—¡Señor Montalbán! —la voz del secretario tembló—. Ella… está embarazada. Nunca quiso divorciarse.
Hernando se quedó inmóvil. Su respiración se volvió un suspiro áspero, casi un gruñido contenido. Sus ojos, antes fríos, brillaron con una mezcla de rabia e incredulidad.
—¿Qué dijiste? —su tono fue bajo, pero cargado de furia.
—Que… que la señora Maryam está esperando un hijo.

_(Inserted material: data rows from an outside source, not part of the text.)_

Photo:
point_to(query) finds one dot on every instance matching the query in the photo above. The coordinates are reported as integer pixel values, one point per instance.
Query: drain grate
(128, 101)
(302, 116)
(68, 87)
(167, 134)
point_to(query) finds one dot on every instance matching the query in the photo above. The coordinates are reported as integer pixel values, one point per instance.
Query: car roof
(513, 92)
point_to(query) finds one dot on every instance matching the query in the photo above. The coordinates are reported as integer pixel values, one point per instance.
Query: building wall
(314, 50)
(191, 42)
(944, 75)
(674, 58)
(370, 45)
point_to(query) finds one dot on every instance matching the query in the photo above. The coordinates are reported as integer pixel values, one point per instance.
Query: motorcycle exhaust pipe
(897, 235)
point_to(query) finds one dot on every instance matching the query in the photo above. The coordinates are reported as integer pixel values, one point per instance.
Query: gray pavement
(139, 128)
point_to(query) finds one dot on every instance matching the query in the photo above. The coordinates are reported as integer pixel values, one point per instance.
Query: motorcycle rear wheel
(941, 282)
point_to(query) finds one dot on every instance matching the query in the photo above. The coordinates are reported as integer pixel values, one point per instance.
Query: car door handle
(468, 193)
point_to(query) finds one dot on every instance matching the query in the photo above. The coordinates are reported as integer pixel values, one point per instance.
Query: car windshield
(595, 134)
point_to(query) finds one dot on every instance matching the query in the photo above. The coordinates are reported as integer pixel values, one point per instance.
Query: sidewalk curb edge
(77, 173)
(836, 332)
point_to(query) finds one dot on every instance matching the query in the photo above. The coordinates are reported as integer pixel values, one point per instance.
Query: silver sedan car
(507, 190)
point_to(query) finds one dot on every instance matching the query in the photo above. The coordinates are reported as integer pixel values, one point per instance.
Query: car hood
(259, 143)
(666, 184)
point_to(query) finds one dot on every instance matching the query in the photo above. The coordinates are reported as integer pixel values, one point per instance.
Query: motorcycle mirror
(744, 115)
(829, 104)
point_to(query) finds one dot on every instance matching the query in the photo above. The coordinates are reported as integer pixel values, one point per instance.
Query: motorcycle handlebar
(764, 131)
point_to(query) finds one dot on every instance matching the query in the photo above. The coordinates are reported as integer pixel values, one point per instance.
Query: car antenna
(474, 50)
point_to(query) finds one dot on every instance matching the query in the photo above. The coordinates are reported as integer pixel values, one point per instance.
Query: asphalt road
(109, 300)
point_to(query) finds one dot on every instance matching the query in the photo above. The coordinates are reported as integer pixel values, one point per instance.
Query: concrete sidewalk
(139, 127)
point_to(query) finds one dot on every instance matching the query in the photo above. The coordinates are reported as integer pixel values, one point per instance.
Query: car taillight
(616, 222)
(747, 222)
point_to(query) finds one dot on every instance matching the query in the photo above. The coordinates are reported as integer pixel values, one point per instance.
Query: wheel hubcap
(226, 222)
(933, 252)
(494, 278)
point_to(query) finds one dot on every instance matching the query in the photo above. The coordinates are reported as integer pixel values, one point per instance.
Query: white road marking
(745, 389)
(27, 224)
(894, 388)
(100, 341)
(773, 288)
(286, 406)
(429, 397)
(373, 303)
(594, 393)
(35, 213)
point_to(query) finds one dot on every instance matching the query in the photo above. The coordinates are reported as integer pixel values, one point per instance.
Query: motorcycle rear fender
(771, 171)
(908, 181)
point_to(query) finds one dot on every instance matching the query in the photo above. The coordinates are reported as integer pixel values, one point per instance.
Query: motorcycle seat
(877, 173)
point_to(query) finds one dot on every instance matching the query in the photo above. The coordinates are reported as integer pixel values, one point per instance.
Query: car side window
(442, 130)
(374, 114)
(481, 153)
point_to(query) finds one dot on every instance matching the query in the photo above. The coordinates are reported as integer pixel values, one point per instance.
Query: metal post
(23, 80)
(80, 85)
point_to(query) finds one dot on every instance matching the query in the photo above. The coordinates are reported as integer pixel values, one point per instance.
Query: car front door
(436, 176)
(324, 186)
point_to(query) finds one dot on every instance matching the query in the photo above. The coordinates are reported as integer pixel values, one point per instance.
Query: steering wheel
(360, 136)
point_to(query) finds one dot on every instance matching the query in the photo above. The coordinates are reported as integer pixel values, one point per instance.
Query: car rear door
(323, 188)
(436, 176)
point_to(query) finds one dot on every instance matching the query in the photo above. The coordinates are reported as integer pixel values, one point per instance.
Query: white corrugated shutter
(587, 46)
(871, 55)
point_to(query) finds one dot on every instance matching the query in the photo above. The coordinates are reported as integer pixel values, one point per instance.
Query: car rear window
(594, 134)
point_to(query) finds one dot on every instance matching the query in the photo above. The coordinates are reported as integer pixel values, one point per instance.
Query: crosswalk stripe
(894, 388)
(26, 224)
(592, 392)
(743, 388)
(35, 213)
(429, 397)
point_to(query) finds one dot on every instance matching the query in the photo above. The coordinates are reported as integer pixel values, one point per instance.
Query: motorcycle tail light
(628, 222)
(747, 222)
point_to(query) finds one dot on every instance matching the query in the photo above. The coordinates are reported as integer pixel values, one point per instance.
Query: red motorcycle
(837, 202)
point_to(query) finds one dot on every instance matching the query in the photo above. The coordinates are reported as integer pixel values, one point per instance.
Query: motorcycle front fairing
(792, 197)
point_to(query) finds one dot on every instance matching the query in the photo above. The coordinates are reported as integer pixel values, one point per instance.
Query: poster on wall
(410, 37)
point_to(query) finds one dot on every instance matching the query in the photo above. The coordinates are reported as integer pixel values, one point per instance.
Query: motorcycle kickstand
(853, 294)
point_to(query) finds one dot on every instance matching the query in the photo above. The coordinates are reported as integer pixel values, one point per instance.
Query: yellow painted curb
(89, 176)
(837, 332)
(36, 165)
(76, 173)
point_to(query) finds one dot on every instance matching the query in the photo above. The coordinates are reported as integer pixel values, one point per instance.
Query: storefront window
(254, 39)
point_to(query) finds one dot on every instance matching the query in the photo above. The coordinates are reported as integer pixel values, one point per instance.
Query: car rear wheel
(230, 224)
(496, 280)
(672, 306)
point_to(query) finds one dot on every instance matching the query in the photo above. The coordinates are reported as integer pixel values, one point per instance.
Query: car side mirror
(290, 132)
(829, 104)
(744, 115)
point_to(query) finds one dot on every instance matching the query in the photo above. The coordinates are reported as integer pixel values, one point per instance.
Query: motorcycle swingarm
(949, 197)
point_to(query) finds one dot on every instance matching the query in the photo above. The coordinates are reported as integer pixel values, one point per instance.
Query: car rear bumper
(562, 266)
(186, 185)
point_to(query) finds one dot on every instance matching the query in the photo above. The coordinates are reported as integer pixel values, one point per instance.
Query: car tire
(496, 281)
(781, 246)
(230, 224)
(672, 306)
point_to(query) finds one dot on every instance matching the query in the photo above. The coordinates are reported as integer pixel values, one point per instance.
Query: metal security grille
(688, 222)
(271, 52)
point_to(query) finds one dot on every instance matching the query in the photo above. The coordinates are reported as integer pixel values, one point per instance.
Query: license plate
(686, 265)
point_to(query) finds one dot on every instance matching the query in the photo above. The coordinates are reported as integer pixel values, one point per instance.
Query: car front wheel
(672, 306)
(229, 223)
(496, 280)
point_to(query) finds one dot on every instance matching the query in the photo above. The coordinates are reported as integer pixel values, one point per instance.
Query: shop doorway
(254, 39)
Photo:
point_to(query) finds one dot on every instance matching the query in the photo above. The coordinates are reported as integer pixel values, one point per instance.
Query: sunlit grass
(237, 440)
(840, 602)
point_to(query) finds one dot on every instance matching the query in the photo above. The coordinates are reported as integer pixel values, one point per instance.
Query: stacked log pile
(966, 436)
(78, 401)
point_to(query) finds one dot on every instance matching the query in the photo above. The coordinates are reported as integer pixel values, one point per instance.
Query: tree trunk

El hombre apretó los puños con tanta fuerza que los nudillos se le pusieron blancos. Su mandíbula se tensó.
Durante un segundo, pensó que el suelo podía abrirse bajo sus pies.
—Claro… —murmuró con voz dura—. Ahora entiendo todo. ¡Ella quiere usar ese bebé para chantajearme!
El secretario no respondió. Hernando giró sobre sus talones y salió del despacho.
El aire afuera parecía más denso, más frío, pero no tanto como el nudo que le oprimía el pecho. Caminó hasta su auto sin mirar atrás.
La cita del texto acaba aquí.